The fumigation was scheduled to begin on Monday. Over the weekend, we put the food and medicines in bags, or most of it anyway. I arranged for our three tabby cats to be boarded at the vet. Our dog-walker agreed to board Milo, our 100 lb. Rottweiler-mix dog, at her house. My husband Steve complained continuously, as though I had bought bags of termites and sprinkled them around the house on purpose to annoy him.

On Monday morning Steve and I both went to work, to our day jobs as anesthesiologists, and I came home at 11:30 to take the cats to the vet and hand off the dog. The exterminators were expected to arrive between 1:30 and 3:30 pm. I had the presence of mind to lock all three cats in the family room before I went to work. Now my task was to get all three into their carriers and off to the vet.

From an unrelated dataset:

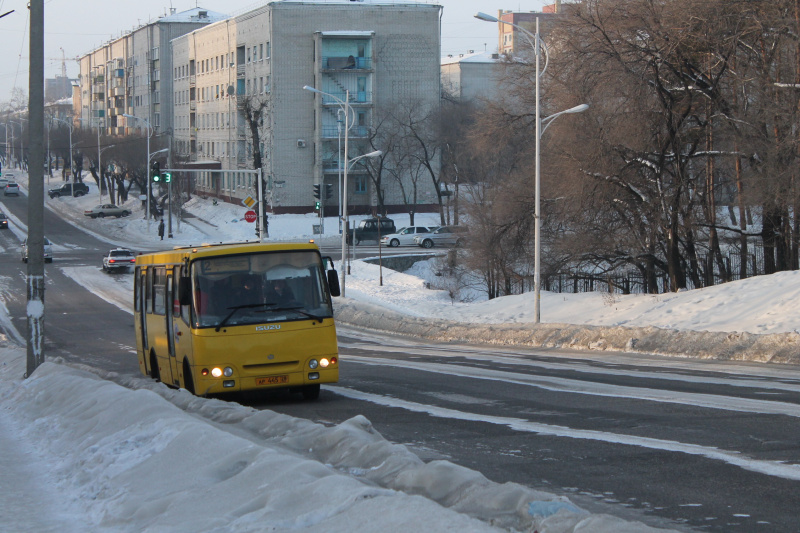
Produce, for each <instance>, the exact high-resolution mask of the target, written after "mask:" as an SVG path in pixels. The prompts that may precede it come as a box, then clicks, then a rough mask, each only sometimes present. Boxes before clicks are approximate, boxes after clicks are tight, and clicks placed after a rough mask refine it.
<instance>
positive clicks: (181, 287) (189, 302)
mask: <svg viewBox="0 0 800 533" xmlns="http://www.w3.org/2000/svg"><path fill="white" fill-rule="evenodd" d="M178 301H179V302H180V304H181V305H189V304H190V303H191V302H192V280H191V278H187V277H182V278H180V279H178Z"/></svg>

Going three rounds with Tigger

I decided to tackle Tigger, the five-year-old male, first. He is strong, sinewy and sleek, and we’ve nicknamed him the “stealth cat” because he is very good at eluding capture. I thought he would be the biggest challenge to put in the carrier, and I was right.

Round 1. I caught Tigger, shoved him into his carrier, and tried to hold him down while I zipped it up. He turned into a writhing yowling clawing dervish and fought his way out.

Round 2. I think he got out even faster that time.

Round 3. Met the definition of insanity, as I hoped for a different outcome from the same sequence of actions. Same cat, same outcome.

I considered my options, and decided to get Joe and Tabitha into their carriers and drive them to the vet. This, I thought, would give Tigger time to calm down. Joe is a placid 17-year-old senior cat, and while he doesn’t like to go anywhere, he can’t be bothered to put up much fuss. Tabitha is a 10-month old kitten. It took some doing to catch her, and she was very unhappy, but she was still too small to win the contest. I drove Joe and Tabitha to the vet and came back home. As I came in the house, I caught a brief glimpse of Tigger, still locked in the family room. I put some more food in bags and waited for Krys, the dog-walker, to arrive and help me with Tigger.

1 pm: Krys arrived. We discussed the plan to put Tigger in his carrier. Only problem: we couldn’t find Tigger. We looked all over the family room and kitchen. We searched in the coat closet, under furniture, and behind the washing machine and dryer. No Tigger. It was as if he had evaporated. Milo (the dog) at this point was becoming anxious, trotting around after me and panting, sensing a disturbance in the force. I decided it would be best to let Krys and Milo leave.

1:30 pm: A fair amount of stuff still needed to be put in bags, but I couldn’t find the cat anywhere. Rising anxiety. I called my husband. A veteran of married life, he recognized the tone of desperation in my voice, and promised to come home as soon as he could arrange coverage. Cat clearly more important (for the moment) than heart surgery.